# [Hashformers](https://github.com/ruanchaves/hashformers)

Hashformers is a framework for hashtag segmentation with transformers. For more information, please check the [GitHub repository](https://github.com/ruanchaves/hashformers). 

# Installation

Here we install `mxnet-cu110` and `hashformers`.

`mxnet-cu110` is compatible with Google Colab. If installing in another environment, replace it by the mxnet package compatible with your CUDA version.

In [2]:
%%capture

!pip install mxnet-cu110 
!pip install hashformers

# Loading the models

Here we initialize a simple word segmenter by selecting `distilgpt2` as the segmenter model.

In [3]:
%%capture

from hashformers import TransformerWordSegmenter as WordSegmenter

ws = WordSegmenter(
    segmenter_model_name_or_path="distilgpt2",
    reranker_model_name_or_path=None
)

# Hashtag Segmentation with hashformers

After installing the library and loading the models, we can segment hashtags and look at the segmentations. 

Write hashtags below, one per line.

In [4]:
hashtags = """
#myoldphonesucks
#latinosinthedeepsouth
"""

In [None]:
hashtag_list = [ x.strip() for x in hashtags.split("\n") if x.strip()]
segmentation = ws.segment(hashtag_list)
print(*segmentation, sep='\n')

You can use **hashformers** to segment hashtags in any language, not just English.

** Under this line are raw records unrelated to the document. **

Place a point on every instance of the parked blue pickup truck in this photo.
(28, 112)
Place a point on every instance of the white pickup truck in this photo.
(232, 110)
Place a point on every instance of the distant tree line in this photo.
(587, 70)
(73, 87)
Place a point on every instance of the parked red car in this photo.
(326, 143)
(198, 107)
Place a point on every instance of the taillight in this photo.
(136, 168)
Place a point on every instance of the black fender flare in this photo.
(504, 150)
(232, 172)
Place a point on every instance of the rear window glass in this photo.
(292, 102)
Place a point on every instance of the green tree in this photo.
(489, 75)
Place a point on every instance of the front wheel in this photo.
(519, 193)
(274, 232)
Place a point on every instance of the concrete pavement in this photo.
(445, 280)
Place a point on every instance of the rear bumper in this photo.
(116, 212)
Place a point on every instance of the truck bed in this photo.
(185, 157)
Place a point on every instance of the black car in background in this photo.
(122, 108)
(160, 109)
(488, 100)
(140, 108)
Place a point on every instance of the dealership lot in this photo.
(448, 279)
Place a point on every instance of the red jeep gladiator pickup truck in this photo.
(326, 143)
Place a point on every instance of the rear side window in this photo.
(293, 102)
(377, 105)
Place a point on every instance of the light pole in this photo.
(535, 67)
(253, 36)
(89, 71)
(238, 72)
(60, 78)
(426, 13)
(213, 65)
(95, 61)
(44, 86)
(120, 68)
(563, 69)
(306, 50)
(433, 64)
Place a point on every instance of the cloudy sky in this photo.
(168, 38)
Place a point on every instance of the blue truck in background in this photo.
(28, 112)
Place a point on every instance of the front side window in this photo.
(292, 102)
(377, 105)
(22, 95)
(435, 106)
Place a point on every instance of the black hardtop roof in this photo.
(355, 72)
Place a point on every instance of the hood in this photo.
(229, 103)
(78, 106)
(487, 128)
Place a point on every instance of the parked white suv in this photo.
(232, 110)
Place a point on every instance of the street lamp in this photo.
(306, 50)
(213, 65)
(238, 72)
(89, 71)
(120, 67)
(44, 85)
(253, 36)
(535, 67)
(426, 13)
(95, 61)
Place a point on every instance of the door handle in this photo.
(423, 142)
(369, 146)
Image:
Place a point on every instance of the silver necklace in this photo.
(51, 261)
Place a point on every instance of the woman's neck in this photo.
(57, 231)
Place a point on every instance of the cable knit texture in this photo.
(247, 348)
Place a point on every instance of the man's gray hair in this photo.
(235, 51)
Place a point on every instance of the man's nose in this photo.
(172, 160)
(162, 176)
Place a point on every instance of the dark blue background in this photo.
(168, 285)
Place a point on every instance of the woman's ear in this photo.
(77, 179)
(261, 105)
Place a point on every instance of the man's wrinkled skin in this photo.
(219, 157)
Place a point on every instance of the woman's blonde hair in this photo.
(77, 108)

Visit the [HuggingFace Model Hub](https://huggingface.co/models) and choose any GPT-2 and a BERT models for the WordSegmenter class.

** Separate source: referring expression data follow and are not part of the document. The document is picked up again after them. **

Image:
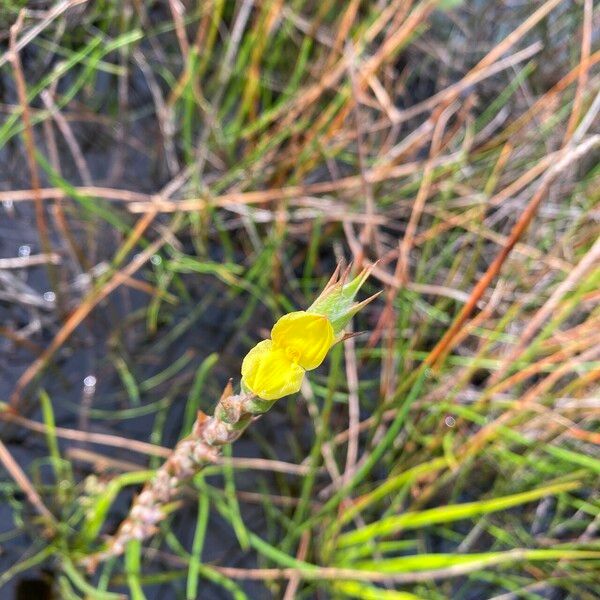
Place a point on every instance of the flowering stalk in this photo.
(273, 369)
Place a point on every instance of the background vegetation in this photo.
(175, 175)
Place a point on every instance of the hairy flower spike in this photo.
(336, 301)
(272, 369)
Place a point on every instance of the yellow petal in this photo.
(269, 373)
(305, 337)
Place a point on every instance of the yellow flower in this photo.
(305, 337)
(275, 368)
(268, 372)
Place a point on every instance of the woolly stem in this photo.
(232, 415)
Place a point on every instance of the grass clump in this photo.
(179, 176)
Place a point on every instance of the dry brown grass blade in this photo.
(569, 156)
(76, 318)
(28, 137)
(11, 465)
(588, 262)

The GPT-2 model should be informed as `segmenter_model_name_or_path` and the BERT model as `reranker_model_name_or_path`. A segmenter is required, however a reranker is optional. 

In [6]:
%%capture

from hashformers import TransformerWordSegmenter as WordSegmenter

portuguese_ws = WordSegmenter(
    segmenter_model_name_or_path="pierreguillou/gpt2-small-portuguese",
    reranker_model_name_or_path="neuralmind/bert-base-portuguese-cased"
)

In [7]:
hashtag_list = [
    "#benficamemes",
    "#mouraria",
    "#CristianoRonaldo"
]

segmentations = portuguese_ws.segment(hashtag_list)

print(*segmentations, sep='\n')

ben ficam em es
m ouraria
Cristiano Ronaldo


# Advanced usage

## Speeding up

If you want to investigate the speed-accuracy trade-off, here are a few things that can be done to improve the speed of the segmentations:


* Turn off the reranker model by passing `use_reranker = False` to the `ws.segment` method.

* Adjust the `segmenter_gpu_batch_size` (default: `1` ) and the `reranker_gpu_batch_size` (default: `2000`) parameters in the `WordSegmenter` initialization.


* Decrease the beamsearch parameters `topk` (default: `20`) and `steps` (default: `13`) when calling the `ws.segment` method.

In [8]:
%%capture

from hashformers import TransformerWordSegmenter as WordSegmenter

ws = WordSegmenter(
    segmenter_model_name_or_path="distilgpt2",
    reranker_model_name_or_path="distilbert-base-uncased",
    segmenter_gpu_batch_size=1,
    reranker_gpu_batch_size=2000
)

In [9]:
%%timeit

hashtag_list = [
    "#myoldphonesucks",
    "#latinosinthedeepsouth",
    "#weneedanationalpark"
]

segmentations = ws.segment(hashtag_list)

1 loop, best of 5: 8.08 s per loop


In [10]:
%%timeit

hashtag_list = [
    "#myoldphonesucks",
    "#latinosinthedeepsouth",
    "#weneedanationalpark"
]

segmentations = ws.segment(
    hashtag_list,
    topk=5,
    steps=5,
    use_reranker=False
)

1 loop, best of 5: 3.03 s per loop


## Getting the ranks

If you pass `return_ranks == True` to the `ws.segment` method, you will receive a dictionary with the ranks generated by the segmenter and the reranker, the dataframe utilized by the ensemble and the final segmentations. A segmentation will rank higher if its score value is **lower** than the other segmentation scores.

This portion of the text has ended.